O terceiro trabalho a ser reconhecido na premiação de 2025 da SAE BRASIL foi o “Projeto, simulações, construção e testes de hélices mais eficientes energeticamente para aeronaves de decolagem vertical (E-VTOL)”. 

Desenvolvido na Universidade Federal de Uberlândia (UFU) pelos alunos Fillipi Augusto Fernandes Rizzi, Lucas Alves Pereira, Pedro Antônio Borges Madureira e Rodrigo Daher Barbosa, com a orientação dos Professores Odenir de Almeida e Roberto Mendes Finzi Neto, o estudo focou em um dos desafios mais críticos para a viabilidade da mobilidade aérea urbana sustentável: a otimização das hélices de E-VTOLs.

A pesquisa propôs uma abordagem integrada, combinando projeto aerodinâmico, simulações numéricas e testes experimentais. Os objetivos centrais incluíam a modelagem de geometrias otimizadas para pás, a maximização da eficiência propulsiva em voo pairado e de transição, a otimização do consumo energético e a redução do impacto sonoro.

O trabalho prático do grupo envolveu a consolidação de modelos analíticos, simulações em Dinâmica dos Fluidos Computacional (CFD), a construção das hélices em CAD, e a produção de protótipos em impressão 3D.

Esses protótipos foram submetidos a testes de resistência estrutural e de performance em uma bancada experimental, simulando condições estáticas e dinâmicas com o uso do túnel de vento do CPAERO.

Uma resposta à crescente demanda tecnológica do setor

A ascensão dos E-VTOLS nas últimas décadas torna necessária a constante evolução na propulsão destinada a estas aeronaves. Lucas Alves compartilha: “A todo instante aparecem novas descobertas também e, no fim do dia, sempre temos maior nível de conhecimento.

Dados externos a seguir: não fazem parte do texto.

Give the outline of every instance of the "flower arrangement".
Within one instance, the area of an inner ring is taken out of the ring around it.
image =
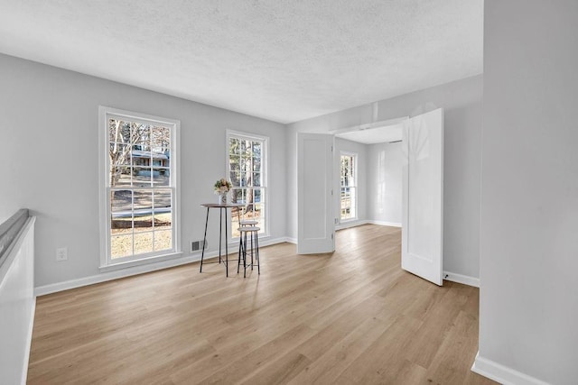
[[[231,187],[233,187],[233,185],[231,185],[231,182],[224,178],[221,178],[215,182],[215,194],[227,194],[228,190],[231,189]]]

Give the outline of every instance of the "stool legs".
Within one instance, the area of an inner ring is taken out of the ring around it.
[[[258,274],[261,274],[261,266],[259,261],[259,232],[258,227],[241,227],[239,228],[240,234],[238,240],[238,258],[237,261],[237,273],[238,274],[241,268],[241,258],[243,259],[243,278],[247,278],[247,268],[250,267],[251,270],[255,269],[256,262],[256,269]],[[249,233],[249,239],[247,239],[247,234]],[[251,250],[248,251],[248,243],[251,243]],[[247,252],[251,253],[251,261],[249,263],[247,261]],[[248,265],[248,266],[247,266]]]

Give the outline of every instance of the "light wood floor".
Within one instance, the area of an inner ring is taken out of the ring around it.
[[[199,264],[40,297],[29,383],[485,384],[478,289],[400,269],[400,231],[332,255],[261,249],[247,279]]]

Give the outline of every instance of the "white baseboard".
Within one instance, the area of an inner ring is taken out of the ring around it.
[[[284,242],[290,242],[286,237],[274,238],[274,239],[259,239],[259,245],[262,247],[269,246],[275,243],[283,243]],[[229,247],[236,247],[238,244],[229,243]],[[219,255],[219,251],[213,251],[205,253],[205,258],[213,258]],[[45,296],[47,294],[56,293],[58,291],[69,290],[70,289],[80,288],[82,286],[94,285],[95,283],[106,282],[107,280],[118,280],[121,278],[130,277],[133,275],[143,274],[145,272],[156,271],[163,269],[168,269],[175,266],[181,266],[187,263],[193,263],[200,261],[200,252],[193,254],[183,256],[181,258],[175,258],[172,260],[162,261],[159,262],[150,263],[146,265],[139,265],[128,267],[126,269],[121,269],[117,270],[111,270],[103,272],[101,274],[92,275],[89,277],[83,277],[77,280],[65,280],[63,282],[51,283],[50,285],[38,286],[34,289],[34,294],[36,296]]]
[[[363,219],[359,221],[342,222],[335,225],[335,230],[343,230],[350,227],[360,226],[361,225],[367,225],[368,223],[368,221]]]
[[[396,222],[367,221],[367,223],[371,225],[379,225],[380,226],[401,227],[401,224],[398,224]]]
[[[452,271],[443,271],[443,280],[480,288],[480,279],[470,277],[468,275],[458,274]]]
[[[528,376],[521,371],[515,371],[508,366],[501,365],[487,358],[480,356],[480,352],[476,354],[476,360],[471,366],[474,371],[490,380],[504,385],[548,385],[536,378]]]
[[[30,361],[30,348],[33,344],[33,330],[34,329],[34,316],[36,315],[36,296],[34,296],[32,308],[30,309],[30,322],[28,325],[28,335],[26,335],[26,350],[24,352],[24,362],[23,362],[22,385],[26,384],[28,378],[28,362]]]

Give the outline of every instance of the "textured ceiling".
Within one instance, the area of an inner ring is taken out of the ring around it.
[[[281,123],[482,72],[483,0],[0,0],[0,51]]]

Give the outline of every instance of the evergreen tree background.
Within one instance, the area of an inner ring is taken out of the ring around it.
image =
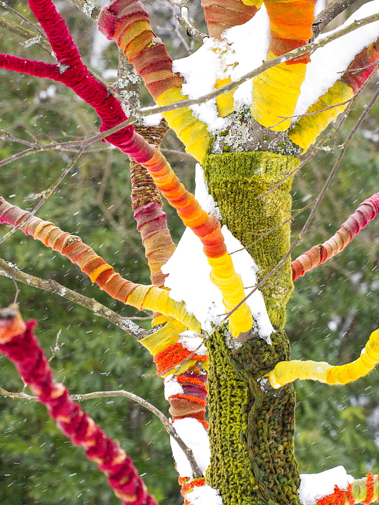
[[[32,19],[25,3],[14,2],[10,5]],[[88,64],[96,27],[68,3],[60,3],[59,7]],[[170,5],[159,1],[146,7],[151,13],[152,25],[160,27],[156,29],[157,35],[165,39],[171,54],[177,58],[186,56],[185,45],[174,32]],[[18,22],[13,15],[3,9],[0,15]],[[191,12],[193,15],[200,11],[194,6]],[[197,27],[205,31],[203,20],[196,21]],[[182,34],[191,48],[193,43],[182,31]],[[5,53],[27,55],[32,59],[41,58],[39,50],[20,45],[16,37],[7,35],[2,41]],[[117,55],[114,45],[106,48],[105,68],[117,68]],[[371,87],[375,85],[375,80],[369,84]],[[50,140],[83,138],[97,132],[95,114],[63,85],[0,69],[0,128],[16,136],[33,141],[32,134],[47,143]],[[150,103],[144,90],[141,98],[143,105]],[[346,138],[366,101],[363,92],[341,129],[336,145]],[[377,104],[353,138],[310,229],[295,251],[298,254],[333,235],[361,201],[378,190],[378,117]],[[170,134],[163,147],[172,151],[182,149],[181,143]],[[2,159],[23,149],[19,144],[0,141]],[[148,269],[130,206],[128,163],[124,155],[110,148],[109,144],[98,142],[88,151],[38,215],[80,235],[122,275],[134,282],[149,283]],[[295,208],[304,208],[316,197],[338,152],[320,152],[298,174],[293,191]],[[193,159],[185,153],[165,154],[181,179],[193,189]],[[2,167],[1,194],[15,205],[31,209],[34,202],[25,203],[24,199],[48,187],[73,156],[67,152],[51,151]],[[166,210],[177,242],[183,226],[175,212],[168,206]],[[294,237],[306,216],[305,210],[294,220]],[[289,305],[287,324],[293,359],[322,360],[332,364],[352,361],[377,327],[377,229],[375,221],[370,223],[342,255],[296,282]],[[2,235],[7,231],[4,227]],[[0,255],[29,273],[53,279],[122,315],[147,315],[112,299],[68,260],[21,232],[16,232],[0,245]],[[22,312],[26,318],[38,321],[38,335],[45,349],[54,346],[62,329],[60,341],[65,344],[51,363],[57,380],[64,380],[76,393],[126,389],[143,397],[168,415],[161,380],[148,376],[155,371],[151,357],[132,337],[105,319],[58,296],[20,283],[18,287]],[[13,301],[15,291],[11,279],[0,277],[1,306]],[[138,322],[148,327],[148,320]],[[377,384],[376,371],[344,387],[297,381],[296,447],[301,473],[318,472],[343,465],[348,473],[359,478],[376,468]],[[0,387],[15,391],[23,387],[14,367],[4,357],[0,357]],[[168,436],[152,414],[123,398],[87,400],[83,407],[120,441],[140,474],[145,474],[149,491],[157,501],[163,505],[182,502]],[[93,464],[83,456],[82,450],[73,447],[60,433],[44,407],[0,396],[0,502],[2,505],[113,505],[120,501]]]

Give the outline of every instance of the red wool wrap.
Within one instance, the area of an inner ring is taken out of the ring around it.
[[[63,384],[55,381],[46,356],[34,334],[36,325],[36,321],[29,321],[23,333],[8,341],[0,339],[0,353],[14,364],[24,382],[45,406],[62,433],[74,445],[85,448],[87,458],[95,462],[105,474],[109,484],[122,500],[123,505],[157,505],[147,493],[132,460],[71,399]]]

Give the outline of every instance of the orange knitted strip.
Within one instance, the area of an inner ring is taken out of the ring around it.
[[[317,500],[318,505],[345,505],[345,491],[338,486],[334,486],[334,492]]]
[[[179,365],[191,354],[188,349],[184,348],[182,344],[178,342],[166,347],[154,357],[153,361],[156,365],[157,374],[163,373],[175,365]],[[206,356],[194,354],[190,359],[194,361],[206,361],[207,358]]]
[[[192,480],[190,480],[187,484],[185,484],[182,486],[182,489],[180,492],[182,494],[182,496],[184,496],[187,493],[189,492],[190,491],[192,491],[194,487],[195,486],[197,487],[200,487],[201,486],[205,486],[205,479],[204,478],[199,479],[194,479]]]
[[[183,393],[177,393],[176,394],[172,394],[169,396],[169,400],[173,398],[178,398],[182,400],[188,400],[188,401],[192,401],[194,403],[198,403],[199,405],[206,406],[206,400],[203,400],[201,398],[198,398],[197,396],[190,396],[189,394],[184,394]]]
[[[209,36],[219,40],[225,30],[243,25],[258,11],[255,6],[245,5],[241,0],[201,0]]]

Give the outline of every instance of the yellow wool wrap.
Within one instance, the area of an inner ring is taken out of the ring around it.
[[[157,320],[160,320],[160,322],[157,322]],[[155,323],[154,326],[164,323],[164,326],[148,336],[138,340],[139,343],[146,347],[153,356],[164,350],[170,345],[174,345],[178,340],[179,333],[187,329],[183,323],[165,316],[155,318],[154,322]]]
[[[347,365],[333,367],[325,362],[282,361],[267,374],[275,389],[296,379],[317,380],[333,385],[352,382],[373,370],[379,363],[379,329],[370,335],[357,360]]]
[[[275,55],[269,52],[267,60],[273,58]],[[294,113],[306,66],[305,63],[280,63],[253,79],[250,110],[256,121],[276,131],[285,131],[290,127],[291,119],[283,118]]]
[[[172,316],[196,333],[201,331],[200,323],[193,314],[188,314],[183,302],[172,299],[168,291],[155,286],[138,286],[128,297],[126,303],[139,310],[145,309]]]
[[[231,82],[230,77],[226,79],[218,79],[214,84],[216,89],[222,87],[226,84],[229,84]],[[221,95],[216,98],[216,104],[219,109],[219,116],[221,118],[226,118],[227,116],[234,112],[234,100],[233,99],[234,90]]]
[[[186,100],[179,88],[172,88],[162,93],[155,99],[159,107]],[[202,161],[210,141],[206,125],[195,117],[188,107],[165,112],[164,114],[169,126],[186,147],[186,151],[200,163]]]
[[[208,258],[207,260],[212,267],[210,280],[222,293],[226,310],[231,311],[245,297],[241,276],[234,271],[232,258],[228,253],[220,258]],[[229,331],[235,337],[251,329],[253,318],[246,302],[230,316],[229,321]]]
[[[263,4],[263,0],[242,0],[245,5],[253,5],[254,7],[259,9]]]
[[[327,92],[320,96],[317,102],[307,111],[306,113],[322,111],[317,114],[305,116],[300,118],[289,132],[289,137],[294,143],[299,146],[305,153],[308,148],[315,142],[318,135],[332,121],[343,112],[347,106],[338,105],[352,98],[354,91],[352,88],[342,81],[339,80],[329,88]],[[334,107],[337,106],[337,107]],[[332,109],[324,110],[328,106]]]

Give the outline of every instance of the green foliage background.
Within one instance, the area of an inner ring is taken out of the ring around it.
[[[29,16],[24,4],[14,2],[12,5]],[[157,18],[158,9],[161,17]],[[156,4],[152,9],[152,23],[164,26],[161,34],[157,32],[160,35],[164,34],[165,26],[172,28],[171,10],[165,8],[163,15],[161,10],[161,6]],[[93,32],[92,23],[72,6],[65,5],[64,14],[70,19],[70,29],[85,60],[88,60]],[[6,11],[1,13],[5,15],[11,19]],[[204,29],[200,20],[197,26]],[[5,53],[45,59],[36,48],[20,46],[15,37],[3,37],[2,41]],[[185,55],[175,39],[170,43],[172,54]],[[115,47],[107,47],[105,55],[110,62],[108,67],[116,68]],[[51,85],[46,80],[0,70],[0,128],[31,141],[31,135],[36,135],[40,141],[46,143],[96,133],[99,122],[93,111],[63,85],[52,85],[56,86],[55,89],[48,87]],[[46,95],[43,94],[46,90],[55,92]],[[342,143],[359,117],[368,94],[356,105],[341,129],[337,144]],[[146,97],[143,91],[143,99]],[[376,106],[362,131],[354,138],[298,254],[329,238],[359,203],[377,190],[375,131],[378,116]],[[367,139],[368,135],[374,140]],[[95,147],[94,152],[82,155],[75,170],[38,215],[79,234],[129,279],[148,283],[148,270],[130,209],[127,161],[109,145],[99,143]],[[170,134],[164,147],[174,150],[182,148]],[[2,142],[0,156],[5,158],[23,148],[19,144]],[[36,154],[2,167],[1,194],[15,205],[32,208],[34,202],[25,203],[24,198],[48,187],[73,156],[58,151]],[[190,157],[173,153],[168,156],[185,183],[193,185],[194,164]],[[293,191],[295,209],[304,207],[315,198],[336,156],[321,152],[316,161],[308,164],[297,177]],[[174,240],[177,241],[183,227],[172,210],[167,210]],[[306,211],[296,218],[294,238],[307,215]],[[7,231],[4,227],[2,233]],[[370,333],[378,326],[378,242],[374,222],[342,255],[297,281],[288,313],[293,358],[337,364],[359,355]],[[110,299],[66,258],[21,232],[0,245],[0,254],[22,270],[53,279],[123,315],[146,316]],[[143,396],[168,415],[161,380],[144,376],[154,374],[151,357],[132,337],[105,320],[59,296],[27,285],[19,284],[19,288],[21,310],[26,318],[38,321],[38,336],[48,354],[62,329],[60,341],[65,344],[51,362],[57,380],[64,380],[74,393],[125,389]],[[11,302],[15,292],[12,280],[0,277],[1,306]],[[141,324],[148,327],[149,321]],[[340,464],[357,478],[370,470],[377,472],[377,379],[374,372],[345,387],[313,383],[297,384],[296,450],[301,472],[319,472]],[[13,367],[3,357],[0,357],[0,386],[15,391],[23,387]],[[159,502],[182,502],[168,436],[152,415],[124,398],[92,400],[83,406],[111,436],[120,441]],[[60,434],[43,407],[0,397],[2,505],[119,502],[94,465],[87,461],[81,449],[73,447]]]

A curiosidade do processo é entender que não se busca o perfeito, mas sim o melhor que ontem”.

Na fase de simulação, o foco foi na previsão do desempenho aerodinâmico, com o ajuste de perfis e geometria para melhorar a eficiência. A equipe descobriu a importância de se atentar aos pequenos detalhes.

“Ao longo do processo, descobrimos que pequenas variações de torção e alongamento impactam fortemente o rendimento, guiando o projeto para uma hélice mais eficiente antes mesmo da fase de construção e testes”, diz Pedro Antônio Borges.

A validação por meio de testes experimentais foi considerada crucial pela equipe para ratificar os modelos teóricos e as simulações em CFD. Ao serem classificados e reconhecidos com o terceiro lugar, os estudantes expressaram satisfação e motivação.

“Foi uma notícia muito satisfatória participar de uma premiação concedida por uma organização profissional muito prestigiada pelos estudantes de engenharia a nível mundial, e na sequência, muito gratificante a terceira colocação”, afirma Fillipi Augusto Fernandes.

Para os estudantes, o prêmio representa uma validação do processo executado e uma confirmação de que estão no caminho certo como futuros profissionais, gerando confiança e visibilidade.

Os professores orientadores, por sua vez, destacaram a importância de integrar ferramentas de engenharia na solução de problemas atuais e de grande impacto social.

“A participação dos alunos em projetos com cunho prático e, principalmente, voltados para aplicações industriais na solução de um problema que a indústria enfrenta diariamente, dá a oportunidade aos alunos de entenderem o cenário da Engenharia para além dos muros da Universidade”, afirma Odenir.

Roberto complementa: “Essas atividades que geralmente são conduzidas na forma de Iniciações Científicas, permite uma extensão de conhecimentos ao mesmo tempo que agrega ao aluno uma visão mais crítica sobre as ferramentas e abordagens que são utilizadas na Engenharia”.

Espera-se que esta pesquisa resulte em hélices com geometrias otimizadas, capazes de aumentar a eficiência propulsiva entre 8–12% e reduzir o consumo energético em até 10% em comparação com modelos convencionais.